The People Party's Youth (DFU) in Denmark has filed a complaint against Nyhedsavisen for publishing a video showing their members competing to draw Mohammed at a party. The frontpage story from the freesheet's launch day has turned out to be a problematic scoop that raises troubling, but important questions.

A left-leaning editor gets hold of the 'ultimate scoop': a video showing drunken youth politicians from Denmark's biggest anti-immigration party competing to make fun of Mohammed, exactly what the editor for a long time has suspected goes on in the echelons of power on the far right. A disgrace for the party? Well, maybe people expected that sort of thing from The People Party's Youth (DFU), but the editor is attacked for reigniting Muslim anger by publishing the story. The Danish Embassy in Iran is bombarded with Molotov cocktails, and Danish Muslims scramble to explain to their counterparts worldwide that no, the video was not made to offend Muslims. The publishing editor insists that the international protests are not his fault but DFU's.

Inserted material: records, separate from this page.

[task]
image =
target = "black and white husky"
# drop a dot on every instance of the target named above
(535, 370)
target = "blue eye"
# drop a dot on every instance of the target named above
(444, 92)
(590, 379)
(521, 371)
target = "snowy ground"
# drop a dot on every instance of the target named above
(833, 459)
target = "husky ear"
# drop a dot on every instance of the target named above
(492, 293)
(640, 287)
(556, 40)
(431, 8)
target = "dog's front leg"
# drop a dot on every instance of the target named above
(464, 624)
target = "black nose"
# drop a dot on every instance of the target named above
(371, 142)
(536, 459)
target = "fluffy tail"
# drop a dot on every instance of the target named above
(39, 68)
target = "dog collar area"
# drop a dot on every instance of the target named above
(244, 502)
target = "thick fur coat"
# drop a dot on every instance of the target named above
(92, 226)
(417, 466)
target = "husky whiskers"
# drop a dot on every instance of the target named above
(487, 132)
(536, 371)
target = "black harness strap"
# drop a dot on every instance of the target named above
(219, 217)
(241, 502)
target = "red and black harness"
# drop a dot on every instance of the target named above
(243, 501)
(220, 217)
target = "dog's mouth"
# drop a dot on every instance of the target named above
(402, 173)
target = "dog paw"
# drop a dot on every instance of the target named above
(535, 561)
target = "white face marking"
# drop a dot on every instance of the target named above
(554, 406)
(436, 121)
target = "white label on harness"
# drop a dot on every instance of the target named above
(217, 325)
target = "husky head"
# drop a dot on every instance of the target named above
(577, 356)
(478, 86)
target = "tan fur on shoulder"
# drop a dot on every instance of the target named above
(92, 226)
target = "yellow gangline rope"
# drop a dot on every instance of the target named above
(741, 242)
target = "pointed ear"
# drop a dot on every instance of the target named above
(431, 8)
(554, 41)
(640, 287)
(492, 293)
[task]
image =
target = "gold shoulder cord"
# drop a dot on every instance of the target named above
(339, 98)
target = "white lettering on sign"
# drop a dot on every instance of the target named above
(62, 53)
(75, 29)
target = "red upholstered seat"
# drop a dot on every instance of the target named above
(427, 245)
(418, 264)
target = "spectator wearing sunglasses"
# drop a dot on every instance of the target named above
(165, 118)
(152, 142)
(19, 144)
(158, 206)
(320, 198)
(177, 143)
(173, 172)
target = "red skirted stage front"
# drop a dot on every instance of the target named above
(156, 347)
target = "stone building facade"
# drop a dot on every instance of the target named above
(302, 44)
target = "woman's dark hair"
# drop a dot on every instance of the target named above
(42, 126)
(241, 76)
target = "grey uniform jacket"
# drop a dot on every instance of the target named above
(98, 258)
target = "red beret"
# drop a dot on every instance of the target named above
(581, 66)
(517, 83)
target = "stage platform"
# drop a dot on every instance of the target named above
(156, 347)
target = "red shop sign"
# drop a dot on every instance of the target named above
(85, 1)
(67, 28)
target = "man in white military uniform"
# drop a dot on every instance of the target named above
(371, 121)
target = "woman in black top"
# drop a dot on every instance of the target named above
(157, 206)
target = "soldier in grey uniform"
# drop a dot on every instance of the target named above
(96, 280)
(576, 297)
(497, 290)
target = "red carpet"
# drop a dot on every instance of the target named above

Yesterday, DFU filed a complaint against Nyhedsavisen to the Danish press complaints commission for publishing the video from their summer conference: "This was a closed, private arrangement where the public did not have access. The video recordings were made by a person who, at the time was a member, under the condition that the recordings were for private use only and would not be made public," said Kenneth Kristensen, the leader of DFU. He claimed that the video of drunken DFU members drawing Mohammed was of marginal public interest, and asserted that the only effect of publishing the recordings was to put the lives of those captured on the video in danger (several of them received death threats after the video was published and had to go undercover).

Now, one might argue, as many do, that the 'scoop' was lowbrow journalism at best, or a 'non-story', that it had an agenda (to disgrace the right), and it was a storm in a tea cup of limited interest to the public. Still, the angry and violent reactions this story has attracted are frightening and have far-reaching repercussions. I'm tempted here, to let the facts above stand on their own and let people draw their own conclusions, but here are a few questions this story leaves me with (apart from the ever controversial issue of filming by stealth):

Do we live in a world where journalists must abstain from reporting on certain issues for fear of offending religious sensibilities, even when, as in this case, wrongly or rightfully, the editor might have thought he contributed to revealing a threat to multiculturalism? Should he have expected the death threats to DFU? Is this something we have to learn to live with: that stories which expose a negative story about Islam, or people making fun of the religion, result in death threats against the people involved? And has it really come to this? That youths, admittedly with political roles, drawing stupid drawings at a party can become a threat to a country's economy (Danish companies faced renewed boycotts), and ultimately world peace?

Last week it was feared that Nyhedsavisen's 'scoop' would lead to a new crisis for Denmark on the same scale as the cartoon war. That seems to have been averted, but the whole affair leaves behind many disturbing questions.

Update 21/12-06: The Danish press complaints comisson critisises Nyhedavisen: a majority of its members feel the video was of no public interest, the freesheet's editor disagrees (in Danish, via Mediawatch).